To change this, we conducted large-scale listening experiments with thousands of participants worldwide, evaluating thousands of real-world sounds from more than 100 manufacturers. Based on this unique dataset, we developed a data-driven framework that uses musically informed audio features to model the semantic impressions people typically associate with sounds from electronic products across industries such as automotive, health tech, consumer electronics, apps and smartphones.

What we found

Using a three-stage pipeline, we transformed functional sounds into high-level representations of timbre, chroma and loudness, and used these to train multi-output regression models predicting 19 perceptual dimensions from the FBMUX framework. The strongest results were achieved with a random forest regressor.

A subsequent listening experiment showed strong agreement between model predictions and user perception. Additional interpretability analyses also revealed which audio features were most influential in shaping specific semantic impressions. In other words, we can now estimate which information and brand values a sound is likely to communicate clearly and consistently to users.

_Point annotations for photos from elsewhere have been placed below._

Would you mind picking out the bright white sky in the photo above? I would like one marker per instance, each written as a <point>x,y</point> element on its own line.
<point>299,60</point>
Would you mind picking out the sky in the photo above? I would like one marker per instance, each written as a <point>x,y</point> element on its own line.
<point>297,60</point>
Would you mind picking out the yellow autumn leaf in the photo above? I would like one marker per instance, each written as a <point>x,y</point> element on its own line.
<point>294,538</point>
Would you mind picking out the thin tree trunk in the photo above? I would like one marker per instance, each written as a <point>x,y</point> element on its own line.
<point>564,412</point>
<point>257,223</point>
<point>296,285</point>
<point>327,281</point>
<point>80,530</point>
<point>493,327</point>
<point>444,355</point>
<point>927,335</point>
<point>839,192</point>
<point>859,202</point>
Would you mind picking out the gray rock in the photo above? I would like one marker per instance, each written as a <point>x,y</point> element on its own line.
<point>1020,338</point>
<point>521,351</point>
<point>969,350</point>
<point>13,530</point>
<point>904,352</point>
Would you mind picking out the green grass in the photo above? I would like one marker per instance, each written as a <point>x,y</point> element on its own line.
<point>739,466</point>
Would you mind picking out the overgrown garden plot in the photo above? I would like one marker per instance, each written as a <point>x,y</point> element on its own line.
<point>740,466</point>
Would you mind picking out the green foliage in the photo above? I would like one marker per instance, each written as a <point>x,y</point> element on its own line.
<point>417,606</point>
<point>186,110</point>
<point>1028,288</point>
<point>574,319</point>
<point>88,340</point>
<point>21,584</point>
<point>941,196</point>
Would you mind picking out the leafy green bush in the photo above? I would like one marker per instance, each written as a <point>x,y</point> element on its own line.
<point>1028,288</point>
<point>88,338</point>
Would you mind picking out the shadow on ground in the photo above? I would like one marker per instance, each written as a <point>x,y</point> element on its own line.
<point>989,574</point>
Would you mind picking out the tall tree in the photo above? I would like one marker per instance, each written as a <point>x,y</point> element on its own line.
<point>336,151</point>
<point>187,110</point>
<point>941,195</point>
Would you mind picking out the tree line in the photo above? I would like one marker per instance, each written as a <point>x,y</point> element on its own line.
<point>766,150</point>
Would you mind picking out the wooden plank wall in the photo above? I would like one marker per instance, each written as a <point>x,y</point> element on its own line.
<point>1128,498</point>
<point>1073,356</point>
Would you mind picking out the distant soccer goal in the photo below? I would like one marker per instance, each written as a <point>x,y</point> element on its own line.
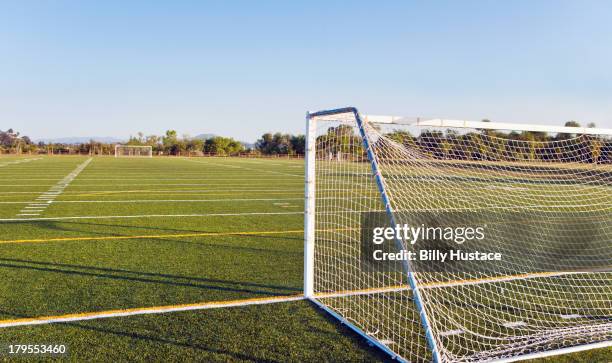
<point>522,212</point>
<point>133,151</point>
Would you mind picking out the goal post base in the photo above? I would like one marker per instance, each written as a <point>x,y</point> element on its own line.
<point>371,341</point>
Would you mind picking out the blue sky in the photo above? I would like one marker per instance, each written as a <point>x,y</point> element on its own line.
<point>241,68</point>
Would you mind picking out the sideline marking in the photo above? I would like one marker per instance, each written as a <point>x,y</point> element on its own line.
<point>155,236</point>
<point>149,216</point>
<point>162,201</point>
<point>148,310</point>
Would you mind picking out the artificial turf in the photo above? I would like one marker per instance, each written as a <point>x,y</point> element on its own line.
<point>175,217</point>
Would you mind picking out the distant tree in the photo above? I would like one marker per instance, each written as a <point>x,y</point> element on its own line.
<point>222,146</point>
<point>572,124</point>
<point>298,144</point>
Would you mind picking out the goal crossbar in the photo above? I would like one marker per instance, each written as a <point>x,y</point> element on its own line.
<point>354,159</point>
<point>133,150</point>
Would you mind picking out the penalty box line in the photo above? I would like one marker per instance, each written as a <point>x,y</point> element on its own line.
<point>146,310</point>
<point>154,236</point>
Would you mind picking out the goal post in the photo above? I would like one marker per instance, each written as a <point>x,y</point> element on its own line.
<point>133,151</point>
<point>539,196</point>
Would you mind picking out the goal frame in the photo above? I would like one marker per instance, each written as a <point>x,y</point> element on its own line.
<point>148,147</point>
<point>310,212</point>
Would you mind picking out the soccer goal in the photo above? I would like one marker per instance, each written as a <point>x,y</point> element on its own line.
<point>133,150</point>
<point>539,197</point>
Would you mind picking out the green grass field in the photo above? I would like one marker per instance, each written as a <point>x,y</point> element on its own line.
<point>135,233</point>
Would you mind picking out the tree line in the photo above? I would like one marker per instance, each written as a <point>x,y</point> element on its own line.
<point>168,144</point>
<point>450,144</point>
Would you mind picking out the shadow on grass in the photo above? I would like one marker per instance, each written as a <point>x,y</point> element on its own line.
<point>134,276</point>
<point>150,338</point>
<point>61,226</point>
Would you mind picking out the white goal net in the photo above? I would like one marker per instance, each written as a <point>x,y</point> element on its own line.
<point>133,151</point>
<point>542,201</point>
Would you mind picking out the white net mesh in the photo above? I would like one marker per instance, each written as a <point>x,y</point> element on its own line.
<point>133,151</point>
<point>546,202</point>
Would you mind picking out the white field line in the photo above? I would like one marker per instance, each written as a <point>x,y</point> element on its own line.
<point>145,311</point>
<point>127,201</point>
<point>247,183</point>
<point>245,168</point>
<point>35,208</point>
<point>149,216</point>
<point>19,161</point>
<point>237,178</point>
<point>119,191</point>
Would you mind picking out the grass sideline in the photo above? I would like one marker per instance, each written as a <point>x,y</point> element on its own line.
<point>141,262</point>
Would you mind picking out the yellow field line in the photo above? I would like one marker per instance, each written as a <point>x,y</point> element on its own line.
<point>194,192</point>
<point>200,234</point>
<point>147,310</point>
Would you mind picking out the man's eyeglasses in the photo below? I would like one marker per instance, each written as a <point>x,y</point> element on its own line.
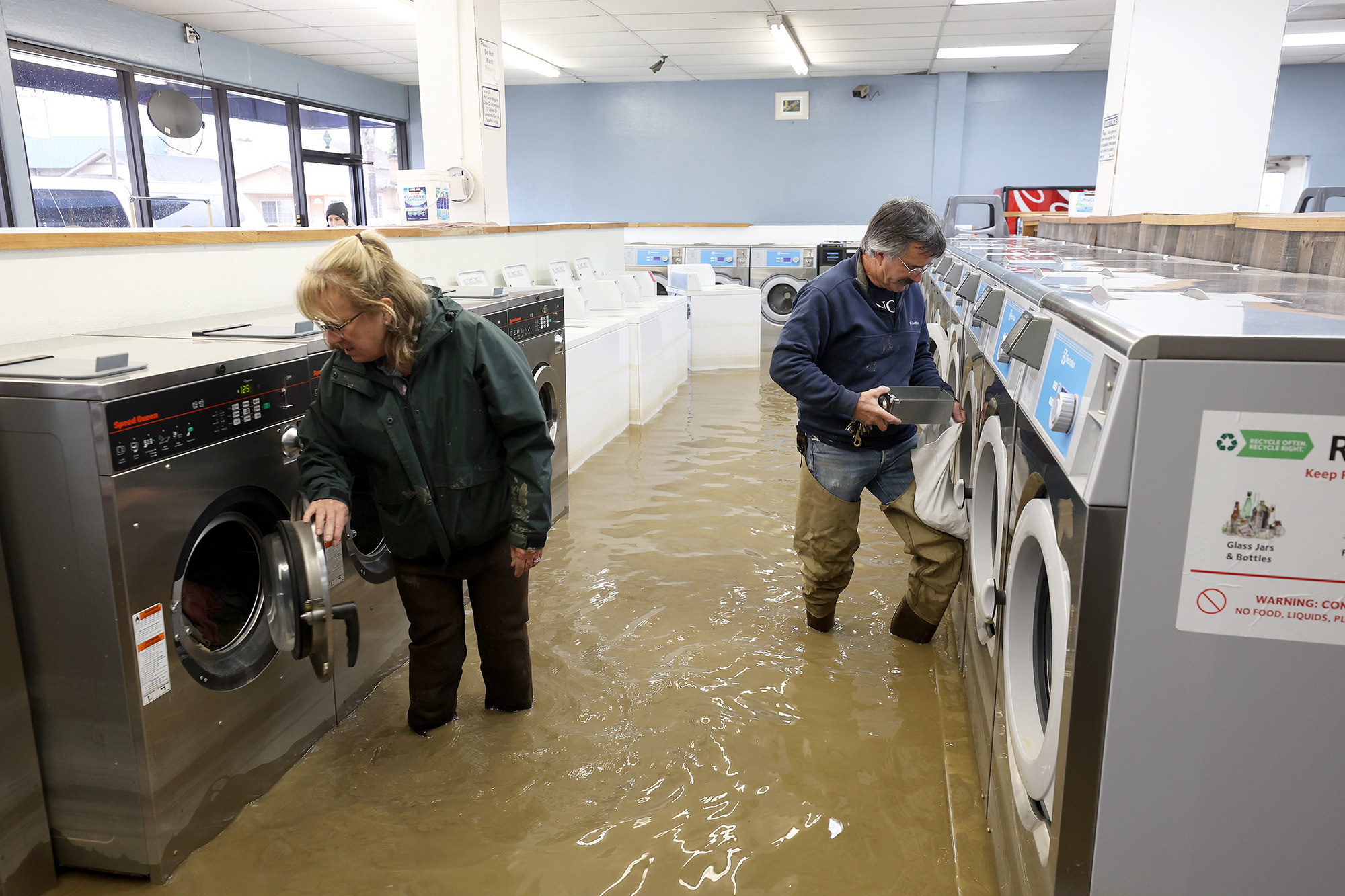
<point>336,329</point>
<point>914,272</point>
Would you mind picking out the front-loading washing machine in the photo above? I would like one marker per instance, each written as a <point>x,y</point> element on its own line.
<point>176,619</point>
<point>536,321</point>
<point>656,259</point>
<point>781,272</point>
<point>1168,665</point>
<point>361,567</point>
<point>730,263</point>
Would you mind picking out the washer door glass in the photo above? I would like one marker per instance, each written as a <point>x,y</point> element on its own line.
<point>1035,631</point>
<point>297,596</point>
<point>217,606</point>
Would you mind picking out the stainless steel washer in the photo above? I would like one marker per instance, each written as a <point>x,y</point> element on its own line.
<point>361,569</point>
<point>147,497</point>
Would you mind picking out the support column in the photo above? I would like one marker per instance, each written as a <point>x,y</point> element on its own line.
<point>462,97</point>
<point>14,157</point>
<point>1191,91</point>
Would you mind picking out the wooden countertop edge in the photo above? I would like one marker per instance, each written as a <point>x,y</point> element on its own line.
<point>1321,222</point>
<point>116,237</point>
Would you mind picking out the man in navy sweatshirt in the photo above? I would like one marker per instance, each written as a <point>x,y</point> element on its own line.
<point>856,331</point>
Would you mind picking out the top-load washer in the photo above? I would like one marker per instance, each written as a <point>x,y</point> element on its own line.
<point>1151,623</point>
<point>781,272</point>
<point>730,263</point>
<point>361,565</point>
<point>177,624</point>
<point>656,259</point>
<point>536,321</point>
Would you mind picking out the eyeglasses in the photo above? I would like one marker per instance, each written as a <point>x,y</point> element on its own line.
<point>914,271</point>
<point>336,329</point>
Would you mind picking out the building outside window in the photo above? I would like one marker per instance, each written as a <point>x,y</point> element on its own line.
<point>76,139</point>
<point>184,174</point>
<point>264,174</point>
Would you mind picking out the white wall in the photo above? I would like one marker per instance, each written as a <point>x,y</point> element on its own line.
<point>59,292</point>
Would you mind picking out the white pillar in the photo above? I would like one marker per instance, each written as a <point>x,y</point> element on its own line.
<point>1191,89</point>
<point>461,96</point>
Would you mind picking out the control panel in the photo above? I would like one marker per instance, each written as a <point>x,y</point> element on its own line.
<point>531,321</point>
<point>149,428</point>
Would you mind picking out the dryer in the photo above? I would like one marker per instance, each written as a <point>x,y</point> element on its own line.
<point>730,263</point>
<point>177,623</point>
<point>536,321</point>
<point>781,272</point>
<point>654,259</point>
<point>1147,638</point>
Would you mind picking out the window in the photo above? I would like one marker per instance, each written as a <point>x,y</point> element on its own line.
<point>76,139</point>
<point>264,167</point>
<point>380,147</point>
<point>96,161</point>
<point>184,174</point>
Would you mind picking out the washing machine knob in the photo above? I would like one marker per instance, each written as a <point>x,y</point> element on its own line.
<point>290,442</point>
<point>1063,408</point>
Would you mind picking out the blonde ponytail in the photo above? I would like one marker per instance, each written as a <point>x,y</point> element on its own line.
<point>362,270</point>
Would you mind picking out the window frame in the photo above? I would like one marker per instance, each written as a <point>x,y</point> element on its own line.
<point>224,135</point>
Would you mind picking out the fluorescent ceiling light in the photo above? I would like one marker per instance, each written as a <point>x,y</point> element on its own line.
<point>1020,50</point>
<point>783,37</point>
<point>1320,40</point>
<point>523,60</point>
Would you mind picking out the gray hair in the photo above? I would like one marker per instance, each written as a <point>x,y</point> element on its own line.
<point>900,222</point>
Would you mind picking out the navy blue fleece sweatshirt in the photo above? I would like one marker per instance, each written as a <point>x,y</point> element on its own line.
<point>837,345</point>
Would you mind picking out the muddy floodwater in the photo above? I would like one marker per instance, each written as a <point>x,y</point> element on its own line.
<point>691,732</point>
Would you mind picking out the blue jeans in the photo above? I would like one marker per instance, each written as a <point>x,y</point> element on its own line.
<point>847,473</point>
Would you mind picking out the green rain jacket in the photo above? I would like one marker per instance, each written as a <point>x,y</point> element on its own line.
<point>463,455</point>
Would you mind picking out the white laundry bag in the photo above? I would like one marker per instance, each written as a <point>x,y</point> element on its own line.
<point>934,487</point>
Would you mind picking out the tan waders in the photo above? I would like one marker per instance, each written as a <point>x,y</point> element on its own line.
<point>935,569</point>
<point>827,534</point>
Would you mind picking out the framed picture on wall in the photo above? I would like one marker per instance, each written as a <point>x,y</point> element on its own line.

This opens up new possibilities for sound design. Especially in high-pressure environments, sound must be immediately understandable, support safe workflows and still feel humane. Predicting user perception enables earlier iteration, reduces uncertainty and supports more confident design decisions before deployment.

Outlook

This project lays the foundation for AI-supported tools that help designers and manufacturers evaluate whether their sounds communicate the intended meaning and brand expression.

At the same time, the study shows that MIR can be successfully extended beyond music into the field of functional sound. Musically informed audio descriptors provide a powerful and transferable basis for perceptual modelling, opening new opportunities for innovation in sound design, human–machine interaction and applied audio research.